Niekontrolowany wzrost populacji wilków

Nad rozmnażaniem wilków nie ma żadnej kontroli. Zwierzęta te są pod ścisłą ochroną, więc nie można na nie polować. Wilki nie mają też żadnych naturalnych wrogów. Wynika z tego, że gdyby okoliczne wilki zapadły na jakąś hipotetyczną wściekliznę i postanowiły zapolować na ludzi, to przy obecnymi stanie prawnym bylibyśmy bezbronni. Na szczęście wilki rozumieją, że z człowiekiem na należy zadzierać: — Wilki raczej nie będą atakowały ludzi. To zwierzęta strachliwe. Unikają nas — zauważa Ryszard Bryliński — Zresztą wystarczy popatrzeć na Bieszczady. Jest tam najwięcej wilczych watah. A jednak nie słyszy się o zagryzionych czy pożartych ludziach. Kiedyś wilki faktycznie atakowały ludzi. Ale to były inne czasy. Trwały wielkie wojny. Na polach i w lasach leżały trupy. Wilki je zjadały i w ten sposób oswajały się z człowiekiem i przestawały się nas bać. Dzisiaj znowu czują strach, więc prawdopodobnie będą uciekać przed nami.
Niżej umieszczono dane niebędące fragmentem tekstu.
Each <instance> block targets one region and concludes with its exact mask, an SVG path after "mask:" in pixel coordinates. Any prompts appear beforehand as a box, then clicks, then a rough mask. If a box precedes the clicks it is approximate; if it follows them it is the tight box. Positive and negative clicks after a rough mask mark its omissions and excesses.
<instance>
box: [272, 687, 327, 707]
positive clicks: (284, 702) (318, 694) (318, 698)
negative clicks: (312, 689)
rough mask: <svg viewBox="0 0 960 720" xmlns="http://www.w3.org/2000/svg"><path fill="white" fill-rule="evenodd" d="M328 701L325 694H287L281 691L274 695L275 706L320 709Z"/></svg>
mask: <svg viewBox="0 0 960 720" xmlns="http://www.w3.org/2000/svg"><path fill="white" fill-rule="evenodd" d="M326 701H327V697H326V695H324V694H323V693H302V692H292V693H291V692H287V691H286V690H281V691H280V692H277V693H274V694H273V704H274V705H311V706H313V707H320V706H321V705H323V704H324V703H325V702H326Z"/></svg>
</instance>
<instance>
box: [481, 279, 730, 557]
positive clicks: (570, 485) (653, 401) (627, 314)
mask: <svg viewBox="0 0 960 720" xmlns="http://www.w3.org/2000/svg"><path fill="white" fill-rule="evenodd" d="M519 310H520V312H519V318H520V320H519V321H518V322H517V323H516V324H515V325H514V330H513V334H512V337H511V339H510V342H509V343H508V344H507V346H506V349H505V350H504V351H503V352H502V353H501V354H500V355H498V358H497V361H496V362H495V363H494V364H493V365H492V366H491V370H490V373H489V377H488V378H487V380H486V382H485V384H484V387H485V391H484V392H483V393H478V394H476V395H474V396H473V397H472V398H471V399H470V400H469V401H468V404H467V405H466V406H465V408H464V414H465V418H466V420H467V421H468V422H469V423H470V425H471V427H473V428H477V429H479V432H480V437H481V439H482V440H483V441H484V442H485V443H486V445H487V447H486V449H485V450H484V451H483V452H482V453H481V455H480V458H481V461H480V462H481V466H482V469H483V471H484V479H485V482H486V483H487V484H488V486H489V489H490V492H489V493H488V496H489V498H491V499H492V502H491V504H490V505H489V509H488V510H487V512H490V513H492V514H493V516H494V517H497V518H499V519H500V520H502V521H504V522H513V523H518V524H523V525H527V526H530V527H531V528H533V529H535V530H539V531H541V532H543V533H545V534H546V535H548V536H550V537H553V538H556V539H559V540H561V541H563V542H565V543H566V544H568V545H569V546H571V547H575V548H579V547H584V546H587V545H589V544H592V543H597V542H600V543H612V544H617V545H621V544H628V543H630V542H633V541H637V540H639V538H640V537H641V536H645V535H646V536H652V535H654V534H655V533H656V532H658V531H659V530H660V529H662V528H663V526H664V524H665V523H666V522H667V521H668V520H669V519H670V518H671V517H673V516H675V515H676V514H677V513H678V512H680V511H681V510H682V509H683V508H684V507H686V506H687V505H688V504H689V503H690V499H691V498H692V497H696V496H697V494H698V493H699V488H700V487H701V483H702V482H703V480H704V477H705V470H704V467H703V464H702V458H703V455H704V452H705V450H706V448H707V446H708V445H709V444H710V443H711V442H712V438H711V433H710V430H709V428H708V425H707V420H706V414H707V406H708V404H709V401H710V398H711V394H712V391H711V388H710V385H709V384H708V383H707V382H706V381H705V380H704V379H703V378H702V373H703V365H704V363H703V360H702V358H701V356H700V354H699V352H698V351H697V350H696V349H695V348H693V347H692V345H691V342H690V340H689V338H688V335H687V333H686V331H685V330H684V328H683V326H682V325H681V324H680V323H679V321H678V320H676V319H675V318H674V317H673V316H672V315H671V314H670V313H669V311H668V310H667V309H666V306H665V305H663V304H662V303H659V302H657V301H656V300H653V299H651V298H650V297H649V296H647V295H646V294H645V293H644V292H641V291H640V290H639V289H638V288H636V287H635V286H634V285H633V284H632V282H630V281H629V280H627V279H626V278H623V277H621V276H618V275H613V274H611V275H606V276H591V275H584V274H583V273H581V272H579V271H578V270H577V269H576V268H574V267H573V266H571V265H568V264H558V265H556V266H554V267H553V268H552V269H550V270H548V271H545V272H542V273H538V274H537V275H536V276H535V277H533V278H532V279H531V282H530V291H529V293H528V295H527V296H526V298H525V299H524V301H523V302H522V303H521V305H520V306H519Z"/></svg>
Nawet kiedy będzie to wataha.

Głosy sceptyczne

Po ataku na owce w Gromadce pojawiły się głosy krytyczne. Sceptycy twierdzą, że wilki nie zabijają zwierząt, których nie chcą zjeść. Że drapieżnik zabija tylko wtedy, gdy musi. Sugerują, że owce zostały zjedzone przez dzikie psy. Łowczy Ryszard Bryliński rozwiewa te mrzonki: — Weźmy ponownie przykład lisa. Przecież kiedy lis wpadnie do kurnika zabije wszystkie kury, choć zje tylko jedną. Taka jest natura drapieżników, a wilk – podobnie jak lis – to przecież drapieżnik. Dlatego nie zagryzie jednej owcy, ale wszystkie, które znajdą się w pobliżu.